FTX Seeks Permission to Sell $45M Stake in Sequoia Capital

FTX’s investment arm Alameda Research has agreed to sell its interest in venture capital (VC) firm Sequoia Capital to the Abu Dhabi sovereign wealth fund for $45 million, according to court filings. Sequoia was one of the biggest FTX backers, losing $150 million on its investment after the exchange went bankrupt.

Abu Dhabi Government-owned Investment Fund to Buy Sequoia Interest from FTX

Alameda Research, the sister trading firm of the now-defunct crypto exchange FTX, has secured a $45 million cash deal to sell its interest in Sequoia Capital to the Abu Dhabi sovereign wealth fund. The agreement is part of Alameda’s efforts to offload its crypto and tech venture investments to refund creditors.

If all conditions are satisfied, the deal could close on March 31. But the transaction is still pending approval by a Delaware bankruptcy judge, and such arrangements are typically subject to judicial scrutiny.

According to the filing, the purchaser is Al Nawwar Investments RSC Limited, an Abu Dhabi government-owned investment fund with a current stake in Sequoia. The filing says Alameda received interest from four potential buyers, ultimately striking a deal with Al Nawwar Investments “based on its superior offer and ability to execute the Sale Transaction within a short time frame.”

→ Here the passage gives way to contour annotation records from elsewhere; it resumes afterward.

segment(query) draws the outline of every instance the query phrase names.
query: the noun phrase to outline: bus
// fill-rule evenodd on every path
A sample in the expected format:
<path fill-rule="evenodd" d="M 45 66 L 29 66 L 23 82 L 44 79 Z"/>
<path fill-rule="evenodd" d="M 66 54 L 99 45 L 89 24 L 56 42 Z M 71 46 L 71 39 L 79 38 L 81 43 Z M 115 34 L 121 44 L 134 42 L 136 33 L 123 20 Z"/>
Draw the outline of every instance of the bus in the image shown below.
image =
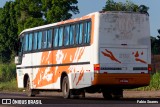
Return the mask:
<path fill-rule="evenodd" d="M 150 83 L 147 14 L 94 12 L 26 29 L 18 44 L 17 84 L 28 96 L 59 91 L 64 98 L 96 92 L 122 98 L 124 89 Z"/>

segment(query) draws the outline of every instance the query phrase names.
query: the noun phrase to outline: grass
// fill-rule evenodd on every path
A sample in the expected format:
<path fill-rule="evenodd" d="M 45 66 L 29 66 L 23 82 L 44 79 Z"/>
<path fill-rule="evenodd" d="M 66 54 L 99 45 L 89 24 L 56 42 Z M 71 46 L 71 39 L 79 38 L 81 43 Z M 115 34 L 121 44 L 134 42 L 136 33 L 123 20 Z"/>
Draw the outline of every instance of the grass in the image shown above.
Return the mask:
<path fill-rule="evenodd" d="M 151 76 L 150 85 L 146 87 L 136 88 L 138 91 L 157 91 L 160 90 L 160 71 Z"/>
<path fill-rule="evenodd" d="M 157 91 L 160 90 L 160 71 L 152 75 L 150 85 L 132 90 Z M 0 65 L 0 91 L 22 91 L 17 88 L 15 64 Z"/>

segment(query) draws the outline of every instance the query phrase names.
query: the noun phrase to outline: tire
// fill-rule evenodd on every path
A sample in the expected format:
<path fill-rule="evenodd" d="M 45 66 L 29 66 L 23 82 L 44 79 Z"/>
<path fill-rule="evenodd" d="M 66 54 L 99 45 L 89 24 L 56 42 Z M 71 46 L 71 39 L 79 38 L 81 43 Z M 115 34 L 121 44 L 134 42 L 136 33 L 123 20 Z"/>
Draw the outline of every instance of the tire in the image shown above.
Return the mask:
<path fill-rule="evenodd" d="M 31 89 L 29 78 L 27 79 L 26 94 L 28 97 L 35 97 L 35 93 L 34 93 L 33 89 Z"/>
<path fill-rule="evenodd" d="M 70 87 L 69 87 L 69 80 L 68 77 L 65 76 L 63 78 L 62 82 L 62 93 L 63 93 L 63 98 L 68 99 L 71 97 L 71 92 L 70 92 Z"/>

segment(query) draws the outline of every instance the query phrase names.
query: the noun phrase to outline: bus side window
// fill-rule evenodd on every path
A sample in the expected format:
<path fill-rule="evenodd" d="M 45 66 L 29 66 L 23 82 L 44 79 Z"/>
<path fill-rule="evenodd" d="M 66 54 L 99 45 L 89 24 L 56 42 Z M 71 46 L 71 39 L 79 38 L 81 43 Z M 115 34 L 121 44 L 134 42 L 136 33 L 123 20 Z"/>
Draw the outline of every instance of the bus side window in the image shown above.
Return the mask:
<path fill-rule="evenodd" d="M 91 22 L 84 23 L 84 43 L 90 42 Z"/>
<path fill-rule="evenodd" d="M 90 43 L 91 38 L 91 22 L 87 22 L 87 43 Z"/>
<path fill-rule="evenodd" d="M 58 41 L 59 41 L 59 44 L 58 46 L 62 46 L 63 45 L 63 27 L 60 27 L 59 28 L 59 38 L 58 38 Z"/>
<path fill-rule="evenodd" d="M 38 32 L 38 49 L 41 49 L 42 45 L 42 32 Z"/>
<path fill-rule="evenodd" d="M 70 45 L 74 45 L 74 35 L 75 35 L 75 25 L 71 25 L 70 27 L 70 37 L 69 37 L 69 43 Z"/>
<path fill-rule="evenodd" d="M 76 24 L 76 44 L 79 42 L 79 24 Z"/>
<path fill-rule="evenodd" d="M 28 51 L 28 34 L 24 36 L 24 51 Z"/>
<path fill-rule="evenodd" d="M 65 26 L 64 28 L 64 46 L 69 45 L 69 29 L 70 26 Z"/>
<path fill-rule="evenodd" d="M 29 44 L 28 44 L 28 45 L 29 45 L 29 47 L 28 47 L 28 50 L 29 50 L 29 51 L 32 50 L 32 35 L 33 35 L 32 33 L 29 34 L 29 42 L 28 42 L 28 43 L 29 43 Z"/>
<path fill-rule="evenodd" d="M 54 28 L 53 47 L 58 46 L 58 30 L 59 30 L 59 28 Z"/>
<path fill-rule="evenodd" d="M 37 49 L 37 36 L 38 36 L 38 32 L 35 32 L 33 35 L 33 50 Z"/>
<path fill-rule="evenodd" d="M 43 49 L 47 48 L 47 30 L 43 31 L 42 48 Z"/>
<path fill-rule="evenodd" d="M 48 48 L 51 48 L 51 44 L 52 44 L 52 29 L 50 29 L 50 30 L 47 30 L 47 40 L 48 40 L 48 42 L 47 42 L 47 47 Z"/>

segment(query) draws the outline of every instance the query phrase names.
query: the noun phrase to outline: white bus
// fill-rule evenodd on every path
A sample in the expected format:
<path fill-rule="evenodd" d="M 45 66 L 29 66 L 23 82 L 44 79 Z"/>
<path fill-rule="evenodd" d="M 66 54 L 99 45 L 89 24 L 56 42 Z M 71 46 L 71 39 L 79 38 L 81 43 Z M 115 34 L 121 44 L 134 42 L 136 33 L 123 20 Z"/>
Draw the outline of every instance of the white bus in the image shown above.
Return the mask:
<path fill-rule="evenodd" d="M 28 96 L 57 90 L 64 98 L 150 83 L 149 17 L 133 12 L 95 12 L 22 31 L 15 57 L 19 88 Z"/>

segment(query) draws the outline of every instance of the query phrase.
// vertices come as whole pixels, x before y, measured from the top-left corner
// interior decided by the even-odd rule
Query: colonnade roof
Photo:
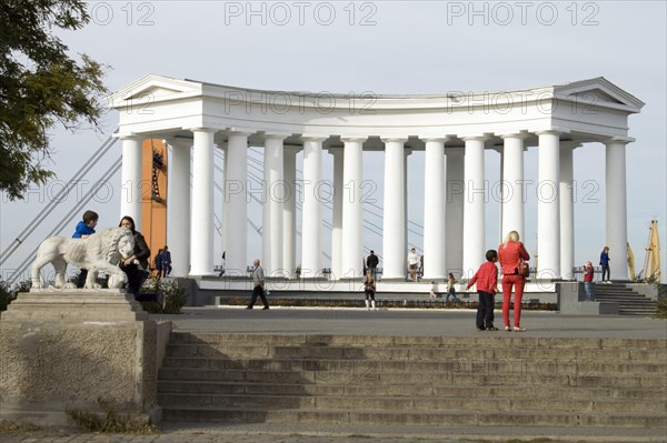
[[[376,94],[271,91],[156,74],[113,92],[108,103],[121,111],[121,138],[187,138],[191,129],[208,128],[217,142],[240,131],[297,144],[307,137],[331,145],[361,138],[369,149],[381,149],[382,139],[411,140],[420,149],[424,140],[445,138],[457,147],[468,137],[486,137],[492,147],[512,133],[529,134],[530,145],[540,131],[580,142],[629,139],[627,118],[645,104],[604,77],[510,91]]]

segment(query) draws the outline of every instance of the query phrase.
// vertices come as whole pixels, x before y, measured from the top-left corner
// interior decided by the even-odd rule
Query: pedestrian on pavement
[[[460,302],[460,300],[458,299],[458,296],[456,296],[456,289],[454,289],[454,285],[456,284],[456,279],[454,278],[454,274],[450,272],[448,278],[447,278],[447,285],[449,286],[447,289],[447,299],[445,299],[445,303],[449,302],[449,298],[454,298],[454,302],[458,303]]]
[[[505,323],[505,331],[525,332],[526,330],[521,328],[520,322],[526,278],[519,272],[519,264],[522,264],[524,260],[529,260],[530,255],[524,243],[519,241],[517,231],[510,231],[505,243],[498,246],[498,259],[502,269],[502,322]],[[510,328],[509,302],[512,286],[515,291],[514,328]]]
[[[269,302],[267,301],[267,295],[265,294],[263,268],[259,264],[259,259],[255,259],[252,264],[255,265],[255,270],[252,271],[252,284],[255,288],[252,289],[252,298],[250,299],[250,303],[248,303],[246,309],[252,309],[258,296],[261,299],[261,302],[265,305],[262,310],[269,309]]]
[[[366,268],[370,270],[374,280],[378,280],[378,264],[380,264],[380,259],[375,254],[375,251],[370,250],[370,255],[366,259]]]
[[[410,281],[417,281],[417,268],[419,266],[419,256],[417,250],[412,248],[408,254],[408,270],[410,271]]]
[[[611,276],[611,272],[609,271],[610,261],[611,259],[609,259],[609,246],[605,246],[605,249],[603,249],[603,252],[600,253],[600,266],[603,266],[603,283],[605,283],[605,281],[609,283],[609,278]],[[605,274],[607,275],[607,280],[605,280]]]
[[[586,265],[581,268],[581,272],[584,272],[584,288],[586,288],[586,301],[591,302],[595,299],[593,294],[593,263],[590,261],[586,262]]]
[[[487,261],[479,266],[466,289],[470,289],[477,283],[477,293],[479,294],[477,329],[479,331],[498,331],[498,328],[494,326],[494,305],[496,304],[494,295],[498,292],[498,268],[496,268],[498,252],[489,249],[486,259]]]
[[[370,311],[372,308],[376,311],[375,304],[375,293],[376,293],[376,281],[370,272],[370,269],[366,271],[366,276],[364,278],[364,294],[366,295],[366,309]]]

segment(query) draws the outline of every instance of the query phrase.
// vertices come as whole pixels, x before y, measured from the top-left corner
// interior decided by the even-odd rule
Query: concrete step
[[[366,383],[375,382],[386,384],[394,383],[439,383],[450,381],[462,385],[502,385],[516,383],[517,377],[525,382],[541,383],[551,386],[620,386],[620,387],[663,387],[665,377],[656,373],[655,376],[647,374],[599,374],[573,376],[567,374],[520,374],[520,373],[470,373],[467,371],[455,371],[447,374],[436,372],[362,372],[350,376],[347,372],[336,371],[280,371],[280,370],[192,370],[162,368],[159,371],[160,380],[208,380],[208,381],[236,381],[236,382],[265,382],[276,380],[282,383]]]
[[[381,390],[378,390],[381,391]],[[190,394],[161,393],[158,396],[162,407],[212,407],[212,409],[348,409],[382,411],[534,411],[548,403],[551,411],[585,411],[595,413],[619,413],[626,411],[655,411],[667,413],[667,401],[623,402],[600,400],[564,400],[529,397],[475,397],[465,402],[459,396],[392,396],[382,395],[265,395],[265,394]]]
[[[624,284],[595,284],[595,299],[598,302],[611,302],[618,304],[619,315],[645,315],[657,314],[657,303]]]
[[[172,356],[169,355],[162,363],[163,369],[197,369],[197,370],[252,370],[252,371],[290,371],[290,372],[345,372],[350,375],[361,375],[365,373],[386,371],[414,371],[414,372],[437,372],[447,373],[451,371],[474,371],[484,373],[541,373],[567,374],[567,375],[593,375],[593,374],[660,374],[665,368],[664,358],[667,353],[656,354],[656,359],[639,361],[577,361],[570,359],[549,359],[544,355],[542,359],[530,359],[530,356],[516,356],[512,359],[502,359],[497,355],[478,358],[455,358],[441,360],[441,355],[435,355],[435,359],[374,359],[374,360],[350,360],[350,359],[230,359],[227,356]],[[496,358],[496,359],[494,359]]]
[[[163,394],[227,394],[227,395],[376,395],[375,384],[302,384],[302,383],[245,383],[211,381],[161,380],[158,385]],[[665,390],[655,387],[594,387],[577,386],[564,390],[561,386],[462,386],[458,383],[414,384],[397,383],[382,386],[385,395],[394,396],[455,396],[462,399],[554,399],[597,401],[647,401],[665,400]]]
[[[515,339],[516,340],[516,339]],[[545,362],[556,360],[568,362],[570,365],[587,368],[600,362],[640,361],[660,363],[665,361],[667,350],[659,348],[659,341],[653,341],[650,346],[633,348],[618,342],[614,348],[583,348],[571,343],[568,348],[557,345],[526,346],[517,344],[515,340],[498,339],[496,346],[469,344],[462,346],[412,346],[412,345],[365,345],[365,346],[309,346],[309,345],[225,345],[221,343],[200,344],[170,344],[167,355],[170,358],[209,358],[209,359],[310,359],[327,360],[392,360],[392,361],[440,361],[451,364],[465,364],[480,359],[499,361],[504,359],[531,360]],[[504,346],[500,346],[501,343]],[[614,352],[609,352],[614,350]],[[535,363],[537,364],[537,363]]]
[[[507,349],[511,348],[557,348],[604,350],[659,349],[667,350],[665,340],[619,339],[619,338],[527,338],[512,334],[491,336],[370,336],[370,335],[281,335],[281,334],[216,334],[173,332],[169,344],[206,344],[222,346],[308,346],[308,348],[447,348],[447,349]]]
[[[653,430],[666,361],[648,339],[173,333],[158,401],[186,422]]]
[[[618,414],[578,412],[460,412],[460,411],[377,411],[347,409],[207,409],[163,407],[163,420],[207,423],[329,423],[438,426],[579,426],[661,429],[667,425],[665,413]]]

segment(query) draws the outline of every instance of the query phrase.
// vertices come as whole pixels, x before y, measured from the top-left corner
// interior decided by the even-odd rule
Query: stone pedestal
[[[71,424],[66,411],[102,401],[159,421],[158,325],[147,319],[121,290],[19,294],[0,315],[0,416]]]

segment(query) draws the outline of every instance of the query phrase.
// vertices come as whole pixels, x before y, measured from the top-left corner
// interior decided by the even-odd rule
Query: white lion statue
[[[128,278],[118,263],[121,259],[131,256],[133,251],[135,236],[126,228],[109,228],[87,239],[49,236],[39,245],[37,259],[32,263],[32,288],[46,288],[41,269],[47,263],[53,264],[56,269],[56,288],[76,288],[73,283],[64,282],[68,263],[88,270],[86,289],[100,288],[96,282],[99,271],[109,275],[109,288],[122,288]]]

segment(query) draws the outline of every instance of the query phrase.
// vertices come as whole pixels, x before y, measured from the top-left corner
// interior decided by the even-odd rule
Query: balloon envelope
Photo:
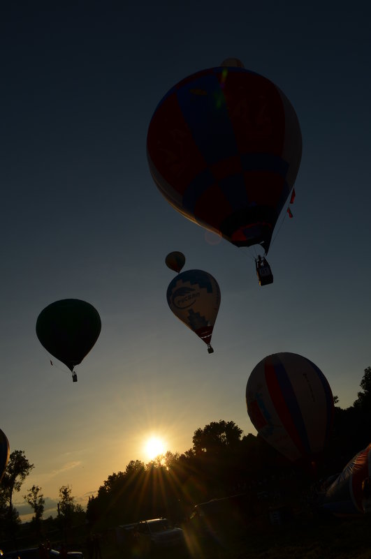
[[[246,387],[247,413],[265,440],[293,461],[312,460],[331,429],[333,398],[319,368],[296,353],[268,355]]]
[[[3,474],[6,470],[8,461],[9,460],[9,441],[5,433],[0,429],[0,481]]]
[[[335,515],[364,512],[363,481],[371,472],[371,444],[356,454],[326,492],[323,507]]]
[[[299,168],[301,133],[277,86],[230,64],[168,91],[148,128],[148,163],[183,216],[237,246],[260,244],[268,253]]]
[[[169,283],[166,298],[175,316],[210,346],[220,305],[220,289],[211,274],[182,271]]]
[[[170,268],[170,270],[174,270],[174,271],[177,271],[179,274],[185,264],[185,256],[183,253],[175,251],[168,254],[165,258],[165,263],[168,268]]]
[[[92,305],[64,299],[41,311],[36,334],[45,350],[73,371],[96,343],[101,327],[101,318]]]

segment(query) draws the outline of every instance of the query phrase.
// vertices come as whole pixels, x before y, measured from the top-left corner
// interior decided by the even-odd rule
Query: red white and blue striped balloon
[[[201,338],[209,353],[212,353],[211,336],[221,299],[215,278],[203,270],[182,271],[170,282],[166,299],[175,316]]]
[[[261,435],[293,461],[314,460],[328,440],[333,397],[323,373],[296,353],[259,363],[246,387],[249,417]]]
[[[327,489],[323,508],[337,516],[365,512],[362,482],[371,477],[371,443],[357,453]]]

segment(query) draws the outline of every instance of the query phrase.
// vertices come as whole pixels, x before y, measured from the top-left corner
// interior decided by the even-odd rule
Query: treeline
[[[237,493],[254,498],[263,488],[287,492],[309,491],[316,479],[340,472],[371,440],[371,367],[365,369],[361,391],[353,405],[336,405],[331,438],[313,465],[293,465],[261,437],[233,422],[212,422],[195,431],[193,446],[184,454],[167,452],[145,465],[132,461],[112,473],[87,504],[87,518],[99,529],[167,516],[186,518],[195,504]],[[286,481],[285,481],[286,480]]]
[[[329,444],[318,457],[317,469],[294,465],[261,437],[242,431],[233,422],[212,422],[197,429],[192,447],[183,454],[166,452],[145,464],[136,460],[124,471],[113,472],[89,498],[86,520],[93,530],[158,516],[181,521],[195,504],[238,493],[255,498],[262,489],[286,493],[291,486],[304,492],[314,481],[340,472],[354,454],[371,440],[371,367],[365,369],[361,390],[347,409],[337,405]],[[0,484],[0,535],[19,525],[13,495],[19,491],[34,468],[23,451],[10,455]],[[61,529],[81,522],[85,512],[74,503],[71,486],[59,490],[59,515],[53,520]],[[33,523],[42,529],[43,495],[33,486],[24,498],[31,506]],[[85,520],[85,518],[83,519]],[[51,519],[48,519],[50,523]]]

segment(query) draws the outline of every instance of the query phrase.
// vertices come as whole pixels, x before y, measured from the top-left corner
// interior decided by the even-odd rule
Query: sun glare
[[[159,437],[151,437],[145,443],[145,452],[150,460],[165,452],[165,445]]]

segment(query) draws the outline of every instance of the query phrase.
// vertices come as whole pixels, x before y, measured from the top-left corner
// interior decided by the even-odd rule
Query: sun
[[[149,438],[145,445],[145,453],[150,460],[158,456],[159,454],[163,454],[165,452],[165,443],[159,437],[152,436]]]

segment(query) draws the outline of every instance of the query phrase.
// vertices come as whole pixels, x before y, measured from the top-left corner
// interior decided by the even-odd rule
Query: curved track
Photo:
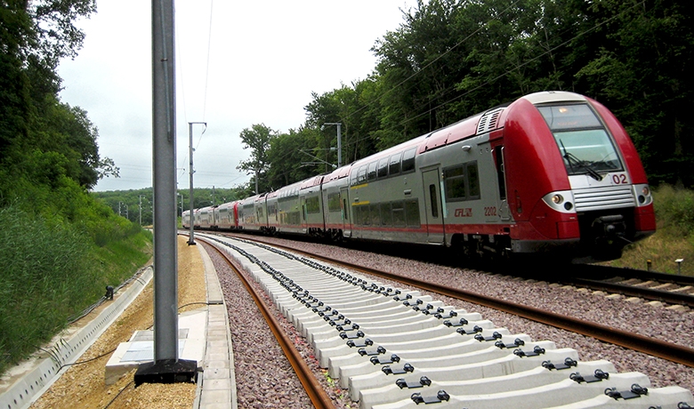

The FTX-Sequoia Relationship

The deal between Alameda and Sequoia comes just a few months after FTX filed for bankruptcy, sending shockwaves through the digital assets industry. Alameda played a central role in FTX’s collapse, with the crypto exchange borrowing up to $10 billion of user funds to help the trading firm cover its liabilities.

Sequoia Capital, one of the most successful VC firms in Silicon Valley, has been among the biggest FTX backers. The firm poured $225 million into FTX in 2021, most of that money coming from its multi-billion growth fund.

After FTX collapsed in November 2022, Sequoia wrote down its investments to zero. The VC firm, which lost $150 million on its FTX investments, said Sam Bankman-Fried’s company misled it.

“What gets me is not that we made the investment, it’s the year-and-a-half of working relationship after the investment and I still didn’t see it — and that’s difficult,” said Sequoia Capital partner Alfred Lin, referring to the red flags that contributed to FTX’s downfall.